2. **Power cycle the reTerminal** (or reboot if its already running). It will request DHCP, get options 66/67 (TFTP server + boot file), then TFTP boot files from the LXC.
3. **What “working” looks like**
- **On the LXC**: a new lease appears in `/var/lib/misc/dnsmasq.leases` (device MAC + IP in 10.20.50.x).
- If the netboot environment runs **provisioning-client.sh** and registers with the dashboard: the device appears under **“Device detected (Network)”** on the dashboard (`http://<LXC-IP>:5000`), and you can choose Backup/Deploy.
- If you only use “plain” Pi netboot (no custom initramfs/provisioning client): you just see the DHCP lease and the device loading files via TFTP; it may boot to a minimal kernel/initramfs or NFS root depending on your TFTP config.
4. **Quick test without a reTerminal**
- From a Linux host on the same VLAN as eth1, run:
`sudo dhclient -v eth0` (or your interface) and check that you get an IP in 10.20.50.x and, if netboot is enabled, that the DHCP reply includes option 66 (next-server) and 67 (boot file).

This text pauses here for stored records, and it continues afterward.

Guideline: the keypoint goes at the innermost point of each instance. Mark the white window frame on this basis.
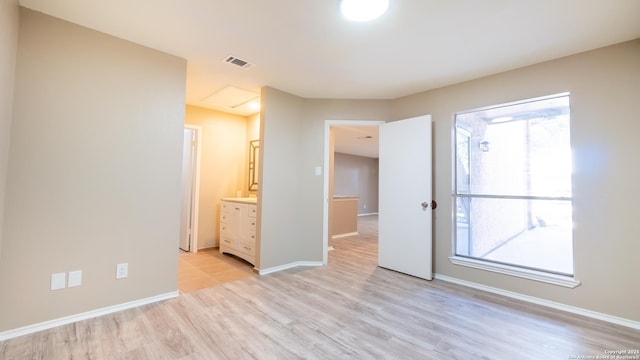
(501, 268)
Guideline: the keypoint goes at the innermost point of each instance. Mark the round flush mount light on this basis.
(363, 10)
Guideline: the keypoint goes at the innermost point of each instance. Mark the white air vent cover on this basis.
(238, 62)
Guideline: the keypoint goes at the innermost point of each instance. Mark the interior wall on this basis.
(94, 171)
(280, 239)
(222, 166)
(9, 19)
(357, 176)
(253, 133)
(604, 86)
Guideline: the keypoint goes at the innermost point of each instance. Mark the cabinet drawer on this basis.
(226, 231)
(227, 242)
(251, 237)
(225, 216)
(252, 224)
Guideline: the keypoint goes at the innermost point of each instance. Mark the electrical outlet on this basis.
(75, 278)
(58, 281)
(122, 270)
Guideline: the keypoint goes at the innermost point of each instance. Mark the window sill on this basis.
(541, 276)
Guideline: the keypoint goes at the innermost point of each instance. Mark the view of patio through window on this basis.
(512, 191)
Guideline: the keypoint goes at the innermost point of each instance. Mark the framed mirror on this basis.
(254, 148)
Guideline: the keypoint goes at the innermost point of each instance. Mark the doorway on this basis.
(329, 147)
(190, 188)
(405, 220)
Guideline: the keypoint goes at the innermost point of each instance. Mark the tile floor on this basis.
(208, 268)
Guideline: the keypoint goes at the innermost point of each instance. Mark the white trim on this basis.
(325, 207)
(29, 329)
(195, 205)
(551, 304)
(541, 276)
(289, 266)
(337, 236)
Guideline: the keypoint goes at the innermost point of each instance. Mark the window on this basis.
(512, 187)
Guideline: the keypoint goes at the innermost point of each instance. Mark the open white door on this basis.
(404, 208)
(188, 218)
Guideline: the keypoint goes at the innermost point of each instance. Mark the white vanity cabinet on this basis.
(238, 228)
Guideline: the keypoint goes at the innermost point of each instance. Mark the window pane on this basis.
(515, 150)
(529, 233)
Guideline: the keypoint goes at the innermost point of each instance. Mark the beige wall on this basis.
(223, 166)
(605, 87)
(279, 228)
(94, 171)
(9, 16)
(357, 176)
(253, 133)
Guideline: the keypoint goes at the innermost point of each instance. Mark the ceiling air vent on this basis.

- Or on the LXC run `tcpdump -i eth1 -n port 67 or port 68` and power on the reTerminal: you should see DHCP (Discover/Offer/Request/Ack) and then TFTP traffic.
---
## Monitoring on the LXC
| What to check | How |
|--------------|-----|
| **Network boot enabled?** | ` /opt/cm4-provisioning/toggle-network-boot-dhcp.sh status` → `enabled` or `disabled` |
| **DHCP leases** | `cat /var/lib/misc/dnsmasq.leases` — lists MAC, IP, hostname for devices that got an IP from dnsmasq on eth1 |
| **dnsmasq (DHCP/TFTP) running** | `systemctl status dnsmasq` or `service dnsmasq status` |
| **TFTP root present** | `ls -la /srv/tftpboot/` — should contain e.g. `start4cd.elf`, `fixup4cd.dat`, `config.txt`, `kernel8.img` |
| **Live DHCP/TFTP traffic** | `tcpdump -i eth1 -n port 67 or port 68 or port 69` (67/68 = DHCP, 69 = TFTP). Run while powering on a device. |
| **Dashboard network devices** | Open `http://<LXC-IP>:5000`; under “Device detected (Network)” you see devices that have called `POST /api/register-device` (only if your netboot environment runs the provisioning client). |
| **Registered devices (raw)** | `cat /var/lib/cm4-provisioning/network_devices.json` (if the dashboard uses default path) — list of MAC, IP, action. |
Optional: enable dnsmasq query logging to see every DHCP request. Add to a config in `/etc/dnsmasq.d/` (e.g. `log-queries.conf`): `log-queries` and `log-facility=/var/log/dnsmasq.log`, then create the log file and `systemctl reload dnsmasq`. Check your distros dnsmasq doc for log location.
---
## Summary
| Component | Where | Purpose |
|-------------|--------|--------|
| eth0 | LXC | WAN; LXCs internet |
| eth1 | LXC | LAN; 10.20.50.1/24; DHCP + TFTP |
| dnsmasq | LXC | DHCP (on eth1) + TFTP |
| TFTP root | LXC | e.g. `/srv/tftpboot` with RPi boot files |
| NAT | LXC | 10.20.50.0/24 → eth0 so LAN has internet |